Transport can help Europe to meet its 2030 objectives provided there is a stable, coherent and overarching 2030 road transport policy at the core of the EU’s sustainable transport strategy; one which will keep energy costs at competitive levels compared with other regions as well as stimulate long-term investment in transport in a technology neutral manner. The framework for decarbonizing road transport should consist of integrated polices that include fuels, vehicles, customer choice and infrastructure

RECOMMENDATION:

  • We are ready to work with the EU institutions to provide clarity on the policy design for transport fuels post 2020 and to take stock on what was learnt to try to ensure an environmental and cost effective approach can be put in place post 2020.

Security of energy supply

FuelsEurope welcomes the Commission’s stated intention to promote the security of energy supply, interpreted as access to continuous and adequate supply of energy for all EU users at a competitive cost. We also support the three-pronged approach proposed by the Commission (development of indigenous resources, including conventional and unconventional fossil fuels, diversification of supply sources for fossil fuels and promotion of energy efficiency) and would also add to them a rigorous enforcement of the third energy package into national laws.

Consistently with these principles, FuelsEurope believes that a competitive EU refining industry needs to secure reliable and unhindered access to fossil fuels sources (both conventional and unconventional) available in the global market, at a price established in a free-market.
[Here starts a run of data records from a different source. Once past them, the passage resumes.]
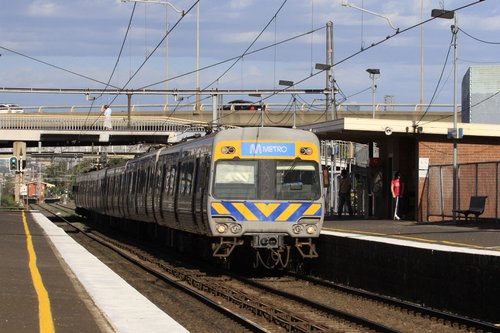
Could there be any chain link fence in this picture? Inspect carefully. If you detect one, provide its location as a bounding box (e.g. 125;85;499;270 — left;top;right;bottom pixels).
420;162;500;221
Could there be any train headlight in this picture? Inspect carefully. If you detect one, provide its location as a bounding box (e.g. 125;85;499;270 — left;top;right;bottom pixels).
216;223;227;234
229;223;242;234
300;147;312;155
292;224;304;234
306;224;318;235
221;146;236;154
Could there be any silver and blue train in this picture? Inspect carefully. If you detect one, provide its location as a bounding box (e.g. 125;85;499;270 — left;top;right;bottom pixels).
74;127;325;267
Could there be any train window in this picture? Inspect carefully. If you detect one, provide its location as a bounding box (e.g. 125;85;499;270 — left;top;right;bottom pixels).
213;161;258;199
179;161;194;195
276;160;321;200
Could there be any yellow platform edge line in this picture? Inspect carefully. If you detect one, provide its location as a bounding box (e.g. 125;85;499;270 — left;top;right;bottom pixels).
23;211;55;333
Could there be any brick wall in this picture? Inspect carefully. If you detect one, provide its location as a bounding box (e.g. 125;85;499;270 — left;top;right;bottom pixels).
418;140;500;221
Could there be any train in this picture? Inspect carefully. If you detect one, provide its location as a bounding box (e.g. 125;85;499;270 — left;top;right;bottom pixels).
73;127;325;268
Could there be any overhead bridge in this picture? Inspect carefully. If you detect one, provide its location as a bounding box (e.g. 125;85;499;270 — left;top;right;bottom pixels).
0;113;210;147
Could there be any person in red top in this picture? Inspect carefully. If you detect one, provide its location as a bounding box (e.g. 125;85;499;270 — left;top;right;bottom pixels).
391;171;404;220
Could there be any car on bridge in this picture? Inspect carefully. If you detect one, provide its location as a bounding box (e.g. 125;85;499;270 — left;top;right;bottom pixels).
222;99;266;111
0;104;24;113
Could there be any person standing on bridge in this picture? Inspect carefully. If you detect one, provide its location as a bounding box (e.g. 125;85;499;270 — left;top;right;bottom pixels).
391;171;405;220
103;105;113;131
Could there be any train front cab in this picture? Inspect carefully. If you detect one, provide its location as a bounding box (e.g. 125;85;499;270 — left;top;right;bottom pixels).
209;128;324;258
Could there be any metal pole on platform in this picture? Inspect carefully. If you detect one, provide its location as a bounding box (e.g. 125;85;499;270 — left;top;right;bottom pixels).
431;9;462;222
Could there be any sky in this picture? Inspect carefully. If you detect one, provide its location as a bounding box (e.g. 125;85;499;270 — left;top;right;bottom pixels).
0;0;500;113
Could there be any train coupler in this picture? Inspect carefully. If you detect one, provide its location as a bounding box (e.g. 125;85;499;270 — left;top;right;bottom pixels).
212;237;243;258
295;238;319;258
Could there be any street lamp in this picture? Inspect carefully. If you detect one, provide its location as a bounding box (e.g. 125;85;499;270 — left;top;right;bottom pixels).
278;80;297;128
314;64;337;120
431;9;462;222
121;0;184;111
366;68;380;119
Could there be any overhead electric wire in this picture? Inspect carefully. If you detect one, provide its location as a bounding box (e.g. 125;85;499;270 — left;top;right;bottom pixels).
203;0;288;90
137;27;325;91
415;36;454;125
105;0;200;104
0;45;120;89
80;2;137;134
458;27;500;45
200;0;488;127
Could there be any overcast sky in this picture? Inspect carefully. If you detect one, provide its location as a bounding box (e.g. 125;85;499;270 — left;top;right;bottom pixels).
0;0;500;106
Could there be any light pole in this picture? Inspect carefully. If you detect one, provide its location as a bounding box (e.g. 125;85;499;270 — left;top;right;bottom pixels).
366;68;380;119
431;9;462;222
278;80;297;128
121;0;184;112
314;64;337;120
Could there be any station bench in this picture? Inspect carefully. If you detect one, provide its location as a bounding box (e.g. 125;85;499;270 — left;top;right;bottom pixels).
454;196;488;221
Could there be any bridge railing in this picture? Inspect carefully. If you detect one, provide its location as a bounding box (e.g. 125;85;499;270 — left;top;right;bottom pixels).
10;101;460;115
0;114;206;133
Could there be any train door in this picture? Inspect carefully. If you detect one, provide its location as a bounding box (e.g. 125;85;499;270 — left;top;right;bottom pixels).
176;158;196;231
152;158;166;221
193;155;210;233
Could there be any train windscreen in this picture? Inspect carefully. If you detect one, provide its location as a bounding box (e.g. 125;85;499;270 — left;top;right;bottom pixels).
212;159;321;200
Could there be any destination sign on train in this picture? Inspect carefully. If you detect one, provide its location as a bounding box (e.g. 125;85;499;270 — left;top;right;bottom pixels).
241;142;295;156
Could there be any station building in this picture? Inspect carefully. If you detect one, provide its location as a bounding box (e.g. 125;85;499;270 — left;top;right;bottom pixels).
301;114;500;222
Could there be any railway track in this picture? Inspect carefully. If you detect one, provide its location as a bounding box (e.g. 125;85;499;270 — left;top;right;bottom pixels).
32;205;497;332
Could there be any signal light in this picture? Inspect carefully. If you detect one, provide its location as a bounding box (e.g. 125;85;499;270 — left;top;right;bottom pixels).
9;156;18;171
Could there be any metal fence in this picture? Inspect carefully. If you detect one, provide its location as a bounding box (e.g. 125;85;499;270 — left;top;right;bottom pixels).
421;162;500;221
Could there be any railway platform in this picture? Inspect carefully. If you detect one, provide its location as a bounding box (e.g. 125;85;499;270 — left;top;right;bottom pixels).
311;218;500;327
323;217;500;252
0;211;187;333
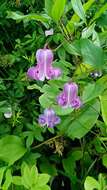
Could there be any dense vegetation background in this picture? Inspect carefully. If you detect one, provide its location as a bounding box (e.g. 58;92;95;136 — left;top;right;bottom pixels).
0;0;107;190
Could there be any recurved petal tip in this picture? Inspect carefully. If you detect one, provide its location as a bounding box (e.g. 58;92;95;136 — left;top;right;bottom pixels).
71;96;82;109
27;67;37;80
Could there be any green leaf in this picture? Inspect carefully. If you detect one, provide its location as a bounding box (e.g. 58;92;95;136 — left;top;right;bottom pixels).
7;11;49;23
40;157;57;176
82;82;105;103
52;0;66;22
63;41;81;55
22;162;38;188
100;91;107;125
80;39;104;69
102;154;107;168
37;174;50;187
51;105;74;115
66;0;95;32
12;176;22;185
0;135;26;165
84;176;100;190
62;150;83;183
91;3;107;23
71;0;86;22
45;0;54;16
2;169;12;190
27;84;42;92
65;100;100;139
0;167;6;186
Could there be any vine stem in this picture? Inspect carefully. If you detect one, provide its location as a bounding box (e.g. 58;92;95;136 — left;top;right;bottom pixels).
32;135;62;150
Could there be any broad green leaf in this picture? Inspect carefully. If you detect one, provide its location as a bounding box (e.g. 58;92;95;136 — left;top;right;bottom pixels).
66;0;95;32
63;41;81;55
84;176;100;190
52;0;66;22
2;169;12;190
82;83;105;103
71;0;86;22
80;39;104;69
0;167;6;186
100;91;107;125
65;100;100;139
12;176;22;185
37;174;50;187
27;84;42;92
62;150;83;183
0;135;26;165
52;105;74;115
102;154;107;168
31;185;51;190
40;157;57;176
91;3;107;23
30;165;39;185
7;11;49;23
45;0;54;16
82;23;95;38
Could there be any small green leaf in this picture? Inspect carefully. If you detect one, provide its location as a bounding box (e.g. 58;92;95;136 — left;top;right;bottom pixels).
65;100;100;139
80;39;104;69
91;3;107;23
82;82;105;103
100;91;107;125
71;0;86;22
102;154;107;168
52;0;66;22
0;135;26;165
40;157;57;176
84;176;100;190
66;0;95;32
37;174;50;187
0;167;6;185
2;169;12;190
45;0;54;16
12;176;22;185
7;11;49;23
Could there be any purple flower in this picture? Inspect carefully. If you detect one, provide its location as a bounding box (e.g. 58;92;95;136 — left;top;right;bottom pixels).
57;82;82;109
38;108;61;128
45;28;54;36
27;48;61;81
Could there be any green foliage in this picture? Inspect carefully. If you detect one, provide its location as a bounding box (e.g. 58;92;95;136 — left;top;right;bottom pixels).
71;0;86;22
12;163;50;190
0;0;107;190
52;0;66;22
0;135;26;165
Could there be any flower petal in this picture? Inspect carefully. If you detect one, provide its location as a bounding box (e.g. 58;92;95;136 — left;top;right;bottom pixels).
57;93;67;106
27;67;39;80
45;28;54;36
36;49;53;81
38;114;46;126
71;96;82;109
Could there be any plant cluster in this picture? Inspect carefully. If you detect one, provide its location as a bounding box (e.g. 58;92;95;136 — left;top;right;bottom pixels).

Therefore, the EU should reject regulations that would undermine competitive access to energy sources, as is the case with the current proposal to differentiate automotive fuels based on the feedstock of origin under art 7a of the Fuel Quality Directive.

RECOMMENDATION:

  • Before designing any new policy and regulation in the energy and climate framework, perform an impact assessment and a competitiveness proofing to thoroughly evaluate potential effects on security of supply, in order to ensure continuous access and adequate supply of energy at competitive price for all EU users.

– ENDS –


[1] ”IEA World Energy Outlook 2013, New Policies Scenario

[2] FuelsEurope stresses that tax relief on capital spend is common practice. Moreover reduced tax rates from very high levels (e.g. in the EU, the tax component of gasoline and diesel is between 40% and 61% of the end consumer price) should not be considered as subsidies and certainly should not be put in the same category as complete tax exemption.